Aynı sıralarda birçok irili ufaklı otomobil üreticisi, elektrikli arabalar da dahil olmak üzere alternatif yakıtlı araçlar için seçenekleri araştırmaya başladı. Örneğin, General Motors, Çevre Koruma Dairesi’nin 1973’te Düşük Kirliliğe Sahip Güç Sistemlerinin Geliştirilmesine ilişkin Birinci Sempozyumunda sergilediği bir şehir elektrikli otomobili için bir prototip geliştirdi ve American Motor Company, Amerika Birleşik Devletleri Posta Servisi’nin kullandığı elektrikli dağıtım ciplerini üretti. 1975 test programı. Elektrikli Lunar rover’ı 1971’de ayda giden ilk insanlı araç olduğunda NASA bile elektrikli aracın profilini yükseltmeye yardımcı oldu.
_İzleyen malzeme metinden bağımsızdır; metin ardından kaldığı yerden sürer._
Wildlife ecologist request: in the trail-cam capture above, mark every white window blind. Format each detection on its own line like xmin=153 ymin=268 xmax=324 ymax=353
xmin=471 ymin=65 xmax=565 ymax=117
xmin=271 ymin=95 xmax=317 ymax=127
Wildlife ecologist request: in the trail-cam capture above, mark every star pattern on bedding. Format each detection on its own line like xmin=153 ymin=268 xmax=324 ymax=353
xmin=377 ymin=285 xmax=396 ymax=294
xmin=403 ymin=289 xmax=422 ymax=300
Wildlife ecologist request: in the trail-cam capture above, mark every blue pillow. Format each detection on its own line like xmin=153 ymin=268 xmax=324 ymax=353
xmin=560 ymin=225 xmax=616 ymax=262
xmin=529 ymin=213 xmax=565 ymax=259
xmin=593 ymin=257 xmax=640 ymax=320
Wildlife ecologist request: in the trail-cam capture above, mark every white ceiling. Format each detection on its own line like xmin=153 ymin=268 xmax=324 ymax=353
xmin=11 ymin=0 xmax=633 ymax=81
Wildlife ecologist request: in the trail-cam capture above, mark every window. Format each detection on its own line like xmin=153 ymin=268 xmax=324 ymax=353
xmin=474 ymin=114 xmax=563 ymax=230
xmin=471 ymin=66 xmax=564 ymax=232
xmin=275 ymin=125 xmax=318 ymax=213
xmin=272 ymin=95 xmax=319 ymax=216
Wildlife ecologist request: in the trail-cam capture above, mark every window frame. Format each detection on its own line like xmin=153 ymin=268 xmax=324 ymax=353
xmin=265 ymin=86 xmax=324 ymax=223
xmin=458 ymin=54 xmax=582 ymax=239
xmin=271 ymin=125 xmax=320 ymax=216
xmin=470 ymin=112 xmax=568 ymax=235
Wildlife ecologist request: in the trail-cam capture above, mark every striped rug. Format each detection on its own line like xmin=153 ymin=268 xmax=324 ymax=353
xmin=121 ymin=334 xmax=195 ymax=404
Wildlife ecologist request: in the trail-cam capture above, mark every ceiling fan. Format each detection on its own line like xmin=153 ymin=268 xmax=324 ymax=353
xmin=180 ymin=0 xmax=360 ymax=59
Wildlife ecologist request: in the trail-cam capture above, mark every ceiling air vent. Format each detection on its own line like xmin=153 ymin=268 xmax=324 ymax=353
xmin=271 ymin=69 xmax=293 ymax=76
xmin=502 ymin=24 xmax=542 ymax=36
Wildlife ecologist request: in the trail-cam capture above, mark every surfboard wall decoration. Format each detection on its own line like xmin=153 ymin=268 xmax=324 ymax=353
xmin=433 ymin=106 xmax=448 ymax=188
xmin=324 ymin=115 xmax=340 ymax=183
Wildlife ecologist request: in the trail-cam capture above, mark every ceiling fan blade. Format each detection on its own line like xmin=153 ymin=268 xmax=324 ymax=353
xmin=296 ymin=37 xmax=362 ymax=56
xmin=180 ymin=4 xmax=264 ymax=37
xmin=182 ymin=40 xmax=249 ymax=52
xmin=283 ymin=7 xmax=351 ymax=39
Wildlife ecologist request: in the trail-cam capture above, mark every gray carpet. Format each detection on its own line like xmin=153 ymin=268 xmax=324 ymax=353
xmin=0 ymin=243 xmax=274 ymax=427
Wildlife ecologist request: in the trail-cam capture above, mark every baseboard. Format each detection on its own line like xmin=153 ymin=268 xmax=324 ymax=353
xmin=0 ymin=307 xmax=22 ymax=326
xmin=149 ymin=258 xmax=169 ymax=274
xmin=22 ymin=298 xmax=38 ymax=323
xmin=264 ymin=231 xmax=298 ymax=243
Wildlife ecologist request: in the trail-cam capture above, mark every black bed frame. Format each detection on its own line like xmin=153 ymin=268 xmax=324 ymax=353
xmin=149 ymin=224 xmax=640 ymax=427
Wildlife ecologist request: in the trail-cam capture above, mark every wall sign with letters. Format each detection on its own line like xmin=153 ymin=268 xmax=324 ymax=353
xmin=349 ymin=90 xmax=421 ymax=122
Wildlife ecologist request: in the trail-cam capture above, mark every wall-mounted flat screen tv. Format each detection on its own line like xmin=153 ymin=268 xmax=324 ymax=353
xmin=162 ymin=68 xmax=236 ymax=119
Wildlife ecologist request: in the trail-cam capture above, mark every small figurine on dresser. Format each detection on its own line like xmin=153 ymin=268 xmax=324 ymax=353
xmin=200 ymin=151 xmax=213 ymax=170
Ancak 1970’lerde geliştirilen ve üretilen araçlar, benzinle çalışan arabalara göre hâlâ dezavantajlı durumdaydı. Bu süre zarfında elektrikli araçların performansı sınırlıydı – genellikle saatte 45 mil hıza ulaşıyor – ve tipik menzilleri, yeniden şarj edilmeleri gerekmeden önce 40 mil ile sınırlıydı.